Categories of Loss Events

The Basel Committee breaks down loss events into seven general categories:

1. Internal Fraud is defined as the loss due to acts of a type intended to defraud, misappropriate property or circumvent regulations, the law or company policy, excluding diversity / discrimination events, which involves at least one internal party. This can be categorized into unauthorized activity, theft and fraud. The IT aspects will include:

   Deliberate manipulation of programs

   Unauthorized usage of modification functions

   Deliberate manipulation of system instructions

   Deliberate manipulation of hardware

   Deliberate changing of system and application data through hacking

   Using/copying unlicensed or unauthorized software

   Internal circumvention of access privileges

Case 1: Barings Bank (February 1995): Barings Plc lost GBP 827 MM because a Singapore-based trader, Nick Leeson, took unauthorized futures and options positions linked to the Nikkei 225 and Japanese government bonds (JGBs).

At the height of his activities, Leeson controlled 49% of open interest in the Nikkei 225 March 95 contract. Despite having to finance margin calls as the bank lost money, the Barings’ board and management claim to have been unaware of Leeson’s activities.

Case 2: Daiwa Bank (September 1995): One of Daiwa Bank’s US-based bond traders, Toshihide Iguchi, concealed USD 1100MM in bond losses over a ten year period. When management learned of the losses, they attempted to hide them from US regulators. Ultimately, Daiwa was forced to cease its US operations and was fined USD340MM in a plea agreement with US prosecutors.

Leeson and Iguchi controlled the internal process and there was no segregation of duties.

2. External Fraud is defined as the losses due to acts of a type intended to defraud, misappropriate property or circumvent the law, by a third party. This can be categorized into theft, fraud and system security. The IT aspects include:

   Deliberate manipulation of programs

   Unauthorized usage of modification functions

   Deliberate manipulation of system instructions

   Deliberate manipulation of hardware

   Deliberate changing of system and application data through hacking

Case 3: In a case reported 2003 to the Victoria Police Computer Crime Investigation Squad, the client of a financial institution reported that more than $13,000 was missing from their accounts. The client contacted the bank who then conducted an internal investigation. The investigation identified that the client’s account had been accessed via Internet banking and that funds had been transferred to various overseas accounts. A number of IP addresses relevant to the transfers were captured and logged, as was other relevant information. A trace of the source IP addresses revealed that the suspect transactions had been made from public Internet cafés. Enquiries at the cafés proved fruitless. As is the case with the majority of Internet cafés, records relating to the identity of users of their service are rarely kept, or at best are extremely poor and unable to be substantiated. Examination of the client’s computer system identified a commonly available trojan program capable of capturing the user’s key strokes and therefore the username and password the client typed to access the on-line banking facility.

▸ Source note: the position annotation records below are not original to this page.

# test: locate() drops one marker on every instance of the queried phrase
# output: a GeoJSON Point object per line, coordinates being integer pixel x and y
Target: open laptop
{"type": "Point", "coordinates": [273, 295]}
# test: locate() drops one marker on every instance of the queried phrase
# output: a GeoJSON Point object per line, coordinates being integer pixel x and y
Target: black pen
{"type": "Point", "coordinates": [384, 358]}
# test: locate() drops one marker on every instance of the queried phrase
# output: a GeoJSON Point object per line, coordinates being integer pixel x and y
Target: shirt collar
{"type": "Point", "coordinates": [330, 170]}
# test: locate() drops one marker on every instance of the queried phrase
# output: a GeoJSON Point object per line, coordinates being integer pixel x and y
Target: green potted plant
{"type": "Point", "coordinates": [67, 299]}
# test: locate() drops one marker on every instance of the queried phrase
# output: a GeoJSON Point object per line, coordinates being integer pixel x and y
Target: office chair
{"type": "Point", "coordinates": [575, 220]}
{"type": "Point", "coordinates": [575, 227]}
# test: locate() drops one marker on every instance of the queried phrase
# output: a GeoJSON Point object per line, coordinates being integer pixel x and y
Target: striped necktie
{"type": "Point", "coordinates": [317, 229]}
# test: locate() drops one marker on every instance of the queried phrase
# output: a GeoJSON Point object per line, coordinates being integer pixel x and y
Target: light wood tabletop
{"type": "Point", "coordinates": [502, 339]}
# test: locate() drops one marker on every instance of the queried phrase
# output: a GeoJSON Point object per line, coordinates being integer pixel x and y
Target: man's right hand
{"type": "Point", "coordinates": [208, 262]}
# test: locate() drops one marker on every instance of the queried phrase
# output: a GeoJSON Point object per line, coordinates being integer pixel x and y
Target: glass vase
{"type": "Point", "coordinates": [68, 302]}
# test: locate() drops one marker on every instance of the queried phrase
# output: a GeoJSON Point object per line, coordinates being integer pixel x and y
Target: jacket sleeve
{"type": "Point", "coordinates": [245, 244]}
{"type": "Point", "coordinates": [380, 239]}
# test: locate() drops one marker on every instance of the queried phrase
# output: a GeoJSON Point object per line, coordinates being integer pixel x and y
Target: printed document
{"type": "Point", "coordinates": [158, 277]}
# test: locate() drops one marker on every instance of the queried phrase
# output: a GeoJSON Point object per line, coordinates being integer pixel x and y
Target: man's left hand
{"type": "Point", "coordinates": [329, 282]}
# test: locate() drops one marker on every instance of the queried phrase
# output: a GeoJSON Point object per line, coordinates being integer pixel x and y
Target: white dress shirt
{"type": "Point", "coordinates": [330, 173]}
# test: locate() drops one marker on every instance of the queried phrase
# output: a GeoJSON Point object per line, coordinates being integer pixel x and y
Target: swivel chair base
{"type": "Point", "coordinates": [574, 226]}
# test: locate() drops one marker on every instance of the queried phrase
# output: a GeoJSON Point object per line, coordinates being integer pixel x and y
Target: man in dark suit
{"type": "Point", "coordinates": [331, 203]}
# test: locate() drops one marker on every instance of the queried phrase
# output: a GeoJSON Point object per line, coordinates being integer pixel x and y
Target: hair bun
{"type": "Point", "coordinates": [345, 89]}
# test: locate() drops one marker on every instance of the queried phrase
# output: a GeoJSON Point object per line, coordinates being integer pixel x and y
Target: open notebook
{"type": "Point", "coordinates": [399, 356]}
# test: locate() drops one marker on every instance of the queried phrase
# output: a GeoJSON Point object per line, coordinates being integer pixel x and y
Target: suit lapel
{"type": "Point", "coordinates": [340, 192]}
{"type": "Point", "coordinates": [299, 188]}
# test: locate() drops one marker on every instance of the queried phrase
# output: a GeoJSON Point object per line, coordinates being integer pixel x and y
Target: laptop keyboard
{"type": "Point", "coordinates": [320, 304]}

Case 4: Richard Glenn Dopps pleaded guilty to one felony count of “obtaining information from a protected computer.” Until February 2001, Dopps was employed by The Bergman Companies (TBC), a contracting firm based in Chino. After leaving TBC to go work for a competitor, Dopps used his Internet connection to gain access to TBC’s computer systems on more than 20 occasions. Once Dopps was inside the TBC systems, he read email messages of TBC executives to stay informed of TBC’s ongoing business and to obtain a commercial advantage for his new employer. Dopps’ unauthorized access into TBC’s computer system caused approximately $21,636 in damages and costs to TBC.

Case 5: According to the case record of Sept 26th, 1996, Kevin David Mitnick “obtained unauthorized access to computers belonging to numerous computer software and computer operating systems manufacturers, cellular telephone manufacturers, Internet Service Providers and educational institutions; stealing, copying, and misappropriating proprietary computer software from “Motorola, Fujitsu, Nokia, Sun, Novell, and NEC.” After being incarcerated, awaiting full trial for 4 years, Kevin served 10 additional months and was released on conditional probation; He may not use a computer, cellular phone, or any other Internet device until 2003, nor profit from his crimes in any way.

Case 6: An Australian based hacker chose to advertise his presence, but only after he had covertly observed the victim for a nine month period. In January 2001, a victim in the United States advised USA law enforcement that a hacker had gained access to his computer via his high-speed cable modem.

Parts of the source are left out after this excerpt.